The fact that the enterprise buyer doesn't actually need the feature, or could do it easier/cheaper/better is immaterial. A Purchasing Department worker in the enterprise is looking at your product and Product X, and Product X has that feature that some manager somewhere in the purchasing process said they'd like to have. They really like your product, but they can't justify picking it over Product X without that feature.
Telling salesfolk that they have to walk away from the sale they spent months cultivating is hard, and there are often board-level ramifications to doing it. The entire company has to be behind "Keeping it Simple", including the directors and shareholders. This is why these companies (and products) are rare.

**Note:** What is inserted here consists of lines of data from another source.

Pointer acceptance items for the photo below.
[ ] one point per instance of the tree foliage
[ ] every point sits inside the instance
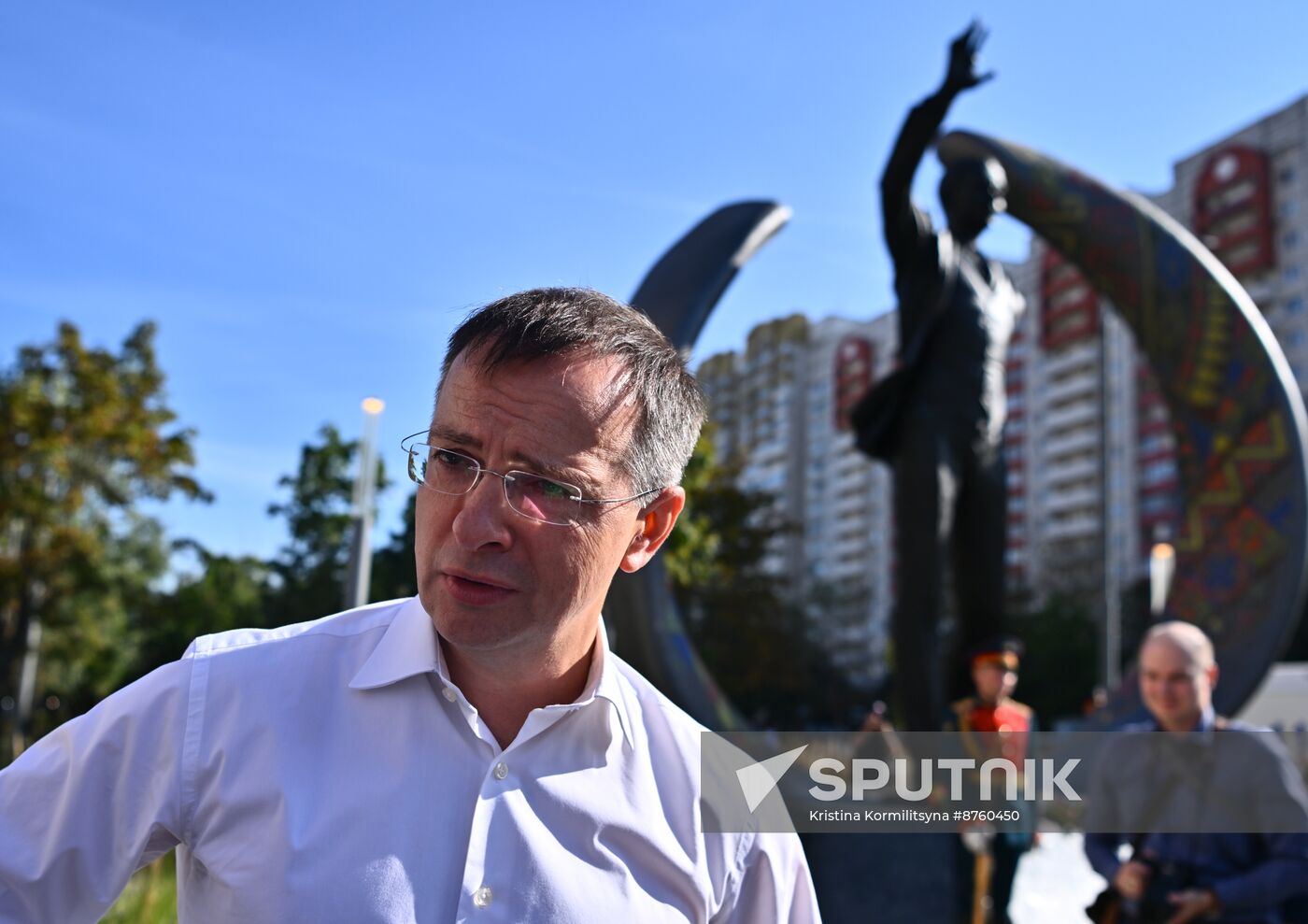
(754, 636)
(85, 434)
(309, 572)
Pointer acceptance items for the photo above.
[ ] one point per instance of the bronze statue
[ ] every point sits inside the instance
(957, 312)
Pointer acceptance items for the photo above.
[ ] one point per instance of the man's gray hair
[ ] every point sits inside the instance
(1186, 636)
(543, 323)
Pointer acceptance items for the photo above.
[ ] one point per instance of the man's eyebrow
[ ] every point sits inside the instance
(442, 434)
(448, 434)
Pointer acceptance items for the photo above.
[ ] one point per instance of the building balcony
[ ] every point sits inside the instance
(1083, 385)
(1076, 470)
(1061, 502)
(1073, 415)
(1072, 528)
(1068, 444)
(1059, 362)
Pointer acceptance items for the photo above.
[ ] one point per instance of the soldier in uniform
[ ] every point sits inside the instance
(990, 724)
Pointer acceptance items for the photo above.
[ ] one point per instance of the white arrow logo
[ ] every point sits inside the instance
(759, 779)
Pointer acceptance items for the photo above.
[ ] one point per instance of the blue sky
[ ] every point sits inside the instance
(306, 196)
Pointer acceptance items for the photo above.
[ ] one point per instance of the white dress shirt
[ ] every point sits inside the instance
(331, 771)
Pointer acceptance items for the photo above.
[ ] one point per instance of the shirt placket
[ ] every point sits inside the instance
(487, 880)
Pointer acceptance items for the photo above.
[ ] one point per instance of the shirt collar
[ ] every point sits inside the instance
(411, 647)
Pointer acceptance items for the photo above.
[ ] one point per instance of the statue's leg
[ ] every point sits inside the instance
(980, 534)
(925, 489)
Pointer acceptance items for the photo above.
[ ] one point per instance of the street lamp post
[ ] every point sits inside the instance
(360, 572)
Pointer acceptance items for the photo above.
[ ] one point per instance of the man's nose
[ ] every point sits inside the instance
(484, 518)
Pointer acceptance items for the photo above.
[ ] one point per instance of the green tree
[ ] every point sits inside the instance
(755, 639)
(1059, 670)
(225, 593)
(392, 564)
(309, 572)
(84, 434)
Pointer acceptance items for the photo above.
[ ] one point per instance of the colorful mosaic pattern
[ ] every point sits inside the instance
(1235, 408)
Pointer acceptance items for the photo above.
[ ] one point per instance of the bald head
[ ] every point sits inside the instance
(1177, 675)
(1187, 637)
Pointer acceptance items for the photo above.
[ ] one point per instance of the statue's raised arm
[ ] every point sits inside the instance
(904, 225)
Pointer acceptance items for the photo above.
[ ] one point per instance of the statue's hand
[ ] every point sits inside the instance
(963, 54)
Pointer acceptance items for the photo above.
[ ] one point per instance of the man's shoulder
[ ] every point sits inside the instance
(340, 627)
(651, 704)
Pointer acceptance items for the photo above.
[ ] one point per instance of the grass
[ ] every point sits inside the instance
(149, 897)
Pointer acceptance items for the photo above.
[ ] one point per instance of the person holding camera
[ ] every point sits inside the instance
(1222, 803)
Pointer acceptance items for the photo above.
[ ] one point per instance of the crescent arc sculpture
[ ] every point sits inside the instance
(1235, 408)
(677, 294)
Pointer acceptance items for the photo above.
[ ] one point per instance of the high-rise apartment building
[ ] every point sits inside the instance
(1092, 479)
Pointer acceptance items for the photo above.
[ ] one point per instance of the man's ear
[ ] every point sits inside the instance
(656, 525)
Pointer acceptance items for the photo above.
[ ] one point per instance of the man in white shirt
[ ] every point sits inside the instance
(503, 767)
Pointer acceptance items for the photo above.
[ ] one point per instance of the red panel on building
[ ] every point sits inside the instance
(854, 362)
(1069, 306)
(1232, 209)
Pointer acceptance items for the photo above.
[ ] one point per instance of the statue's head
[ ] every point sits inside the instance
(972, 192)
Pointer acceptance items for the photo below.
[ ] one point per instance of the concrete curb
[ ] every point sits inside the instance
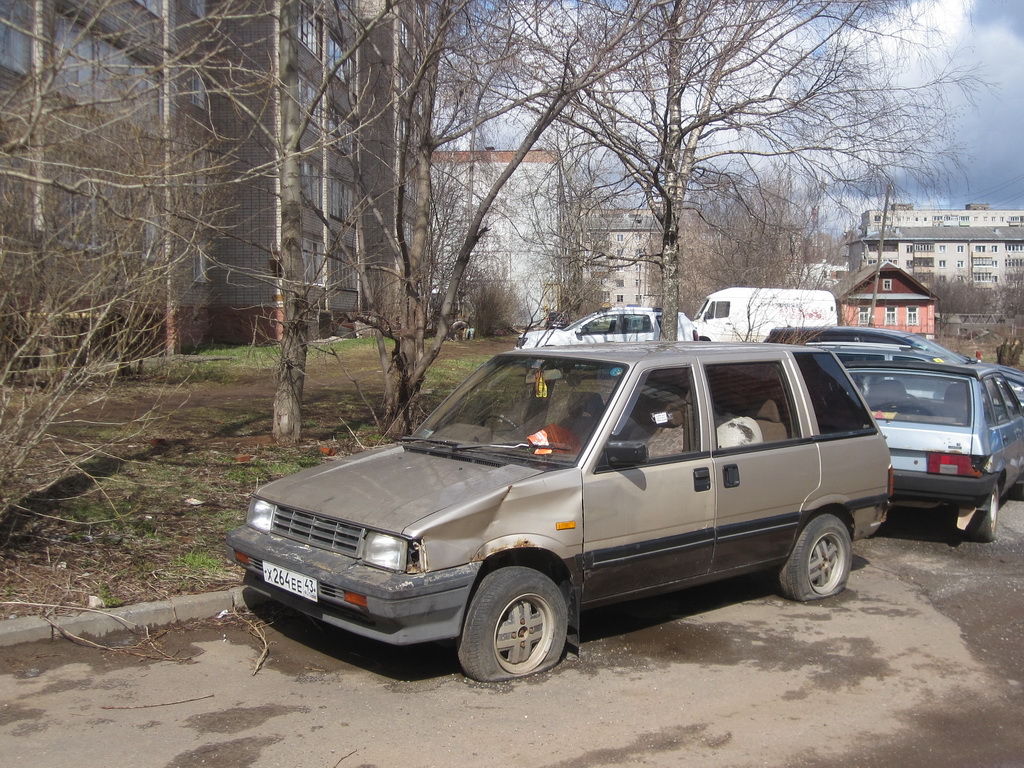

Product managers also need to stop living in idealized bubbles and actually understand their users and customers. What they want can at times can be dirty or ugly, and require PMs to challenge engineering stakeholders. There needs to be give and take there. Often PMs are getting crunched in the middle and don't have the wherewithal to deal with these situations.
Requirements also change over time and PMs can end up chasing a vision that doesn't exist. If PMs get out of their bubble and acknowledge this more they'd be trusted since there would be alignment on the long-term value for the customer and therefore sales. There are times that PMs need to show backbone when dealing with sales, or leadership, on features that might derail the product, but this doesn't have to be the default.
>Totally agree, but it takes a really strong product manager to stand up to a sales person with $10K in revenue from an enterprise buyer "if we just add this one feature they want".
Lol, let's be realistic. If a PM is in the situation to decide that and does so, in a few days he'll find himself in a meeting with some higher ups to discuss how to find a way. (Unless of course 10k is insignificant for the company and there's already a hard roadmap for higher value projects.)
The fact that the enterprise buyer doesn't actually need the feature, or could do it easier/cheaper/better is immaterial. A Purchasing Department worker in the enterprise is looking at your product and Product X, and Product X has that feature that some manager somewhere in the purchasing process said they'd like to have. They really like your product, but they can't justify picking it over Product X without that feature.
Telling salesfolk that they have to walk away from the sale they spent months cultivating is hard, and there are often board-level ramifications to doing it. The entire company has to be behind "Keeping it Simple", including the directors and shareholders. This is why these companies (and products) are rare.